A six-week-old kitten.
Who would win on “Jeopardy!”: This cat or your stomach?  (Image via Wikipedia)

Incredibly lazy post today, though I hope to write a less lazy follow up to a previous post later today.  “Preparation day” wackiness may prevent, however–if so, I will strive to do so Sunday or Monday.

But first, the lazy stuff!  As the title suggests, this will be a bit of a potpourri…

I have written recently on Watson, the computer that won on Jeopardy (here and here), but There was a great point made in a Wall Street Journal article recently.  Although the article itself is behind a subscription pay wall, the title communicates the very important idea rather succinctly: “Watson Doesn’t Know It Won on ‘Jeopardy!'” Just pondering that obvious truth has brought me to the conclusion that the Turing Test, should it ever be passed, is insufficient to judge whether or not Artificial Intelligence has been created.

The article’s subtitle says quite a bit, too: “IBM invented an ingenious program—not a computer that can think.”  In the discussion of this fact, the article discusses, too, the differences between what a computer does and what a brain does.  Actually, in this Dr. John Searle of UC Berkeley, the author of the article trips up a bit and “over-materializes” human thought which makes his apparent conclusions much more vulnerable to assault that he might imagine.

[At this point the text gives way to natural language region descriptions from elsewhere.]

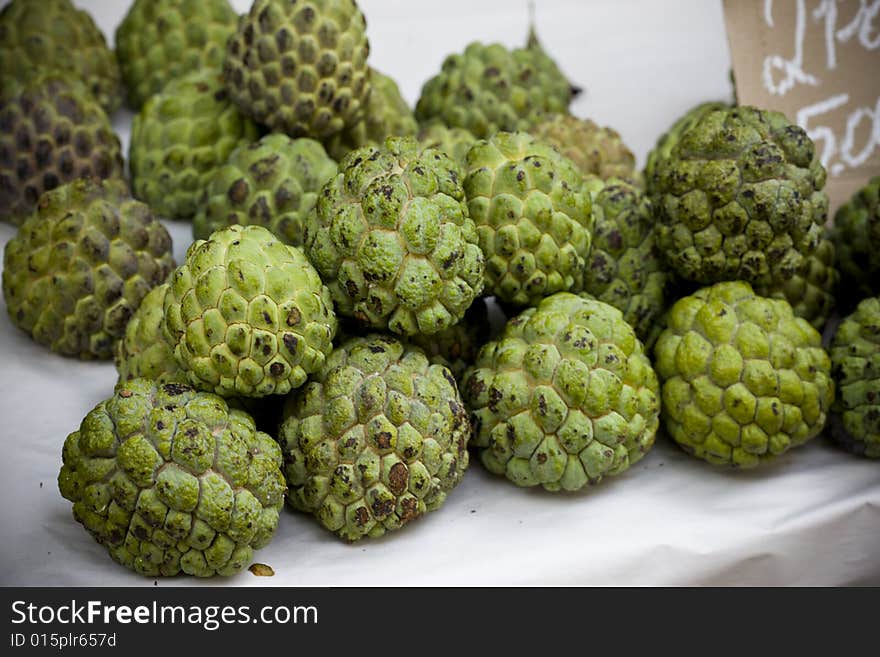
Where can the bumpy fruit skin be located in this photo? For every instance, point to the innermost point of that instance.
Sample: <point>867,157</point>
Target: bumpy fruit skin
<point>743,379</point>
<point>488,88</point>
<point>375,440</point>
<point>455,142</point>
<point>300,67</point>
<point>456,347</point>
<point>52,131</point>
<point>273,183</point>
<point>392,239</point>
<point>181,136</point>
<point>855,365</point>
<point>387,115</point>
<point>564,397</point>
<point>80,265</point>
<point>669,139</point>
<point>173,481</point>
<point>811,292</point>
<point>533,216</point>
<point>55,35</point>
<point>856,236</point>
<point>160,40</point>
<point>247,314</point>
<point>624,268</point>
<point>596,150</point>
<point>740,198</point>
<point>143,352</point>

However, the problems that he imagines might be addressed by the next item in our potpourri: A construct that mimics the construction of the brain rather than simulating brain processes.  It is discussed here in a Live Science article (no pay wall): “Cat Brain Inspires Computers of the Future.” With “synapses” and “neurons,” computers such as these seek to do what the brain does while utilizing an architecture similar to the brain’s, as opposed to forcing mind-like functions on a standard computer architecture.

The discussion of a cat brain reminded me of this Discover magazine interview with Gerald Edelman.  But it also reminded me of this Wall Street Journal article (no pay wall) about your “gut brain” — or, more technically, your enteric nervous system.  It is essentially, a separate “brain” contained within the tissue of your esophagus, stomach, small intestine, and large intestine that works with your “big brain” to regulate your feelings of hunger and satiation.  And it has as many nerve cells (about 500 million) as a cat’s brain.  (You can decide if that means our guts are smart, cats are dumb, or a little of both.)  I thought it was fascinating — including the (scary?) ways some companies are trying to manipulate this “brain” to help people lose weight, etc.

And now, this lazy post is officially over!

3 thoughts on “Watson, Artificial Cat Brains, and Your Intelligent Innards

  1. Lazy or not, it’s a trip. And animals, at least the higher ones, have an advantage over WATSON – even a cat does: it knows. But that still isn’t enough. “Admittedly, an animal knows. But it cannot know that it knows,” claimed someone we used to quote back in the (WCG) day. If that’s true, then the ultimate gap between man and everything else in physical creation is exactly that quality.

  2. The post was good. Not lazy but supplied a little levity. One needs a chuckle from time to time. Like medication it is good to laugh, better than medication it has no side effects. It was a cute post and the Watson post was interesting. What they won’t do to try and prove that machine is smarter than man.

  3. art thoede

    Just imagine taking this (or any) scientific discovered information about what affects the”gut brain” ; and using it as a means to add compulsion to eat more of a specific “doctored up product” for the “big brain” to decide to purchase more of!